Conley wrote that ALC sent a detailed email correspondence that “listed the committee members and their email addresses” asking the recipients to “consider attending the hearing to show your support for the bill” or to “please send these Committee members an email letting them know that you support [the bill]” that was sent the day before the bill was scheduled for a committee hearing. In that instance, the prior Deputy Secretary, now Complainant here, found the email was a clear example of grassroots lobbying that was sufficiently minimal.”

Staiert said there are two different legal standards at play: the Secretary of State’s rules on registering as a lobbyist and Amendment 41’s provision setting a two-year ban on lobbying by state lawmakers. The commission has no obligation to accept the findings of the Secretary of State, Staiert told the commission.

“Legislators are held to a higher standard” when it comes to grassroots lobbying, which was the subject of the March 4 press conference.

Grassroots lobbying is defined by the Secretary of State as efforts to influence members of a group, not lawmakers. Staiert pointed out that Salazar commented during the press conference, which was streamed on Facebook, on a list of lawmakers who needed “extra pressure” to support SB 19-181.

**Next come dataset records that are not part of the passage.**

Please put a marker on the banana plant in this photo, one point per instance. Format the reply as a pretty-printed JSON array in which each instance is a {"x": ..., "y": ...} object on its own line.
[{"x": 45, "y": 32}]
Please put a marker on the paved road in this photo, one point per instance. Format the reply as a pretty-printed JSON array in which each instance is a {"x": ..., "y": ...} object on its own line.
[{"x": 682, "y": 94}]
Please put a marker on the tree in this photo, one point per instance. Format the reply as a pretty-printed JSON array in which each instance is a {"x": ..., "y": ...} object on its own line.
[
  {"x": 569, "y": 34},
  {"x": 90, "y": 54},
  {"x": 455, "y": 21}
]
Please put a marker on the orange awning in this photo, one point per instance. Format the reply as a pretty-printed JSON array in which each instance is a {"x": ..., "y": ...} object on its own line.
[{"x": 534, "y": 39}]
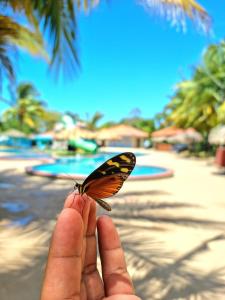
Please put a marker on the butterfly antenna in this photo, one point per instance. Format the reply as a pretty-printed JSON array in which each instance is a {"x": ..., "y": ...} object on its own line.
[{"x": 74, "y": 189}]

Commissioner Bill Leone noted that the rules of the Secretary of State have a lot more detail with regard to the definition of lobbying that Amendment 41’s provision does not. The section of Amendment 41 at issue doesn’t even use the word “lobbying,” instead stating only a prohibition on “a statewide elected officeholder or member of the general assembly from personally representing another person or entity for compensation before any other such officeholder or member for a period of two years following departure from office.”

The amendment also states that “further restrictions” on public officers, members of the legislatures or elected officials with local governments “may be established by law,” although those further restrictions have never been developed either by the commission or by state law.

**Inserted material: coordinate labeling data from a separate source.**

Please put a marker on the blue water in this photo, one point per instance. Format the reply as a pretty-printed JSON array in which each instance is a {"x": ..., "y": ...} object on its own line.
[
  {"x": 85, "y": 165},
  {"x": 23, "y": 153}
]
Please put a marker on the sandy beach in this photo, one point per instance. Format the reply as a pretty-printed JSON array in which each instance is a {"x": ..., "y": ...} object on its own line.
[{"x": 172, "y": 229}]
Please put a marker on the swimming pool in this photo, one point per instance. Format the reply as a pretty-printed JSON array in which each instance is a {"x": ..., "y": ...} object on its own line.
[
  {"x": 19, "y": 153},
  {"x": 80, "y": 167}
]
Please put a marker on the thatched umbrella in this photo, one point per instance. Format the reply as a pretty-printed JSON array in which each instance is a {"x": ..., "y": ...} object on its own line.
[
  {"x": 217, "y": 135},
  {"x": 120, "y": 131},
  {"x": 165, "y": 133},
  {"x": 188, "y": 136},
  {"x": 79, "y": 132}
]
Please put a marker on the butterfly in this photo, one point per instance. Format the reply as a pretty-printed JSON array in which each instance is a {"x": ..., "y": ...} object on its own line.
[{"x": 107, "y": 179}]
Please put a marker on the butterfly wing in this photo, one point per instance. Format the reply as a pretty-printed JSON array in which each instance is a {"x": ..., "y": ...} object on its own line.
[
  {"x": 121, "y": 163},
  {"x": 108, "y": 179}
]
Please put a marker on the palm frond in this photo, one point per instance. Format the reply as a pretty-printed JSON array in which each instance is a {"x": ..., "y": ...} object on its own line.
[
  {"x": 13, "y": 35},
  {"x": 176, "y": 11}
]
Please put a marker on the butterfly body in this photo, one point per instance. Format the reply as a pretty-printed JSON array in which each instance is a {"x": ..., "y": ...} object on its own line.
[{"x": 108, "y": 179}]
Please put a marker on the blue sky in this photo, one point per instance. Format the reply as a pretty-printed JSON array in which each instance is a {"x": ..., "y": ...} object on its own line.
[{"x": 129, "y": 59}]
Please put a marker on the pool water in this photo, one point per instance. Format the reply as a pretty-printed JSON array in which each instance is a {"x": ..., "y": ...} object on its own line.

The amendment sets a standard that trumps the rules of the Secretary of State, Leone said. “We don’t deal with this provision very often and are trying to give it life in this case,” he said.

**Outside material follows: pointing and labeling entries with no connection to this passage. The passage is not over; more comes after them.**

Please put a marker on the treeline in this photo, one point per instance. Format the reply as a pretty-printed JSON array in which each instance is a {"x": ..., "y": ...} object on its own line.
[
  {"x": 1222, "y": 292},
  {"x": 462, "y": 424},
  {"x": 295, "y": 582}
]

The March 4 event is exactly what the voters intended to prohibit, Staiert told the commission, and it’s within the commission’s power to do that.

Leone questioned Staiert on whether Salazar’s involvement with Colorado Rising was as a “hired gun” or because it is part of his duties as director of the organization.

“This was a very targeted attempt to influence the former body in which he served,” Staiert replied. Those who reach out to legislators could say they were prompted by Salazar, which is trading on a relationship with those elected officials.

Commission Chair Liz Krupa pointed out, however, that this assumes facts not in evidence. Salazar never told people to say he had asked them to contact lawmakers. “There’s no evidence he did that,” Krupa said.

Leone, the hearing officer, said he disagreed with Tierney’s assertion that they lacked jurisdiction or are bound by the Secretary of State’s decision. He also disagreed with Staiert’s claim that any member of the General Assembly who leaves office violates ethics law when they express views on public policy. But he also noted that the commission has “struggled with how to draw a line under the amendment for permissible activities by the General Assembly once they leave office.”

The facts of this case indicate there has been no violation, Leone said. Salazar has a number of duties as executive director of Colorado Rising, some administrative, others advocacy and some legal, in his role as an attorney. Commission Chair Liz Krupa agreed, stating that Salazar was hired by Colorado Rising as an attorney, and attorneys always advocate for their clients.